Satisfaction with primary mortgage originators dipped in Q2

The quarterly decline bucked the generally-higher trend of 2019

Satisfaction with primary mortgage originators dipped in Q2

American consumers are generally happy with the service they received from primary mortgage originators in 2019.

But as loan volume surged in the second quarter, satisfaction levels slipped, suggesting originators’ systems were inadequate to cope with the sudden increase.

The J.D. Power 2019 U.S. Primary Mortgage Origination Satisfaction Study, released today, shows that overall customer satisfaction gained 14 points year-over-year on a 1,000 point scale.

But as mortgage originations soared 54% in the second quarter from the previous quarter, satisfaction fell from 869 to 853; and lower satisfaction was more prevalent among those buying a home rather than refinancing.

“Mortgage originators have been consistently transforming their businesses by adding self-service technology tools and reducing customer-facing staff, but when put to the test by an unexpected surge in refinancing volume, this approach fell short of customer expectations,” said John Cabell, Director of Wealth and Lending Intelligence at J.D. Power. “It is critical that originators get the balance right between tech and staffing to be able to deal with the swings in loan volume that can dramatically change from month to month.”

Getting it right…and wrong
The study reveals that customers are still mostly interacting using email (70% utilization rate) and phone (63%), while just 15% use their mortgage originators’ mobile apps, despite the industry push towards digital channels.

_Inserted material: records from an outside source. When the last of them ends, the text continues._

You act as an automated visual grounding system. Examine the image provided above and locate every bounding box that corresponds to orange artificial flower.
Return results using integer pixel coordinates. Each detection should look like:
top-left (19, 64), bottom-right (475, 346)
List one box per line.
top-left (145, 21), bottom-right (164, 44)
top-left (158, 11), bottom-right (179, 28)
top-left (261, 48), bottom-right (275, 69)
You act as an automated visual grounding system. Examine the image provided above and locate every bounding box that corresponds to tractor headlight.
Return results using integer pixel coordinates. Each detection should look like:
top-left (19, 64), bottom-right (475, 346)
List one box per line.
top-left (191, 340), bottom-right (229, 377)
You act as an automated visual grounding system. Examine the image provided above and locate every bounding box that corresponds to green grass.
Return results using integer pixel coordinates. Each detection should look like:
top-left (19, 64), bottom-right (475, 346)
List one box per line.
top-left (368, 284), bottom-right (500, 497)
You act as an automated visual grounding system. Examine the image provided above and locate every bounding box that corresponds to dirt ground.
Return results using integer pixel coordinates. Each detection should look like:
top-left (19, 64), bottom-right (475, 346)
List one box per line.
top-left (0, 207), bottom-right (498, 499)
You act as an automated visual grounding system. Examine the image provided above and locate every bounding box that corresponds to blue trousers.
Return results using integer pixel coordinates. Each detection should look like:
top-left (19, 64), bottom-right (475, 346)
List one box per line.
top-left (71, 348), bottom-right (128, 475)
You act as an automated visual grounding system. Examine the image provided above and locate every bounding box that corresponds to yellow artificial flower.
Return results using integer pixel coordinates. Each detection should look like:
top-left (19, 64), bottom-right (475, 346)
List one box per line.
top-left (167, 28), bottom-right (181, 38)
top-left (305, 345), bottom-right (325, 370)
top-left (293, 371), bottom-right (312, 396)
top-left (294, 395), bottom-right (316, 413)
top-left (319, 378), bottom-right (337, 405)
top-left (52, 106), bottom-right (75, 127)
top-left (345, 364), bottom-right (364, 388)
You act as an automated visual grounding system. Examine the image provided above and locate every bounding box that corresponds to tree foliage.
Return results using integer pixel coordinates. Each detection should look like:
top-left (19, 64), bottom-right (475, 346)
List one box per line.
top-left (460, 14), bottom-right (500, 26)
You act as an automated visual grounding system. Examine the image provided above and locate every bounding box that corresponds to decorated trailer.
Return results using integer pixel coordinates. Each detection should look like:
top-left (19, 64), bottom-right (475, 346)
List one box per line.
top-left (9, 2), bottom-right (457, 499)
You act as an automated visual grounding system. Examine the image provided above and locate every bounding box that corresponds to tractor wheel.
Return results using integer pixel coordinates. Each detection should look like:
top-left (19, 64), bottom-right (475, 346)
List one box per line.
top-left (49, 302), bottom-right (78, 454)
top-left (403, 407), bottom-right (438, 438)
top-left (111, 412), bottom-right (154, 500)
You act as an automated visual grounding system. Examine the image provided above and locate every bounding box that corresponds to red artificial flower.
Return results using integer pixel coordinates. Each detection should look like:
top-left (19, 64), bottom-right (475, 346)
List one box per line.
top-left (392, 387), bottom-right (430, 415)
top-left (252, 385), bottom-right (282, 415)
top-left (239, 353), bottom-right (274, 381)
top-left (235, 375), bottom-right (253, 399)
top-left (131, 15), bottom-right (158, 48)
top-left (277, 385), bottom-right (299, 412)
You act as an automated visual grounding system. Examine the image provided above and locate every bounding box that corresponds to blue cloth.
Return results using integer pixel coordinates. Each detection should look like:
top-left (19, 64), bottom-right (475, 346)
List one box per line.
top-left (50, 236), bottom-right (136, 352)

Mortgage customers who were given real-time access to their loan’s status via an online portal did report higher overall satisfaction; an average 140 points higher than for those originators that did not provide this.

There is also an issue with those customers that are working with third-parties to originate their mortgages. Satisfaction was up to 40 points lower and trust up to 50 points lower for those who use brokers, or real estate agents/builders. 

Nearly two-thirds of all mortgage customers chose to refinance their loan for more favorable terms. Among the remaining 37%—those looking to consolidate debt or cash out equity—approximately half considered other product options such as home equity loans and personal lines of credit.

Who is leading?
Among the primary mortgage originators named in the survey, Quicken Loans ranks the best overall for satisfaction, scoring 880 out of 1,000, and ranking first for the 10th consecutive year.

Fairway Independent (865) and Guild Mortgage Company (864) complete the top 3.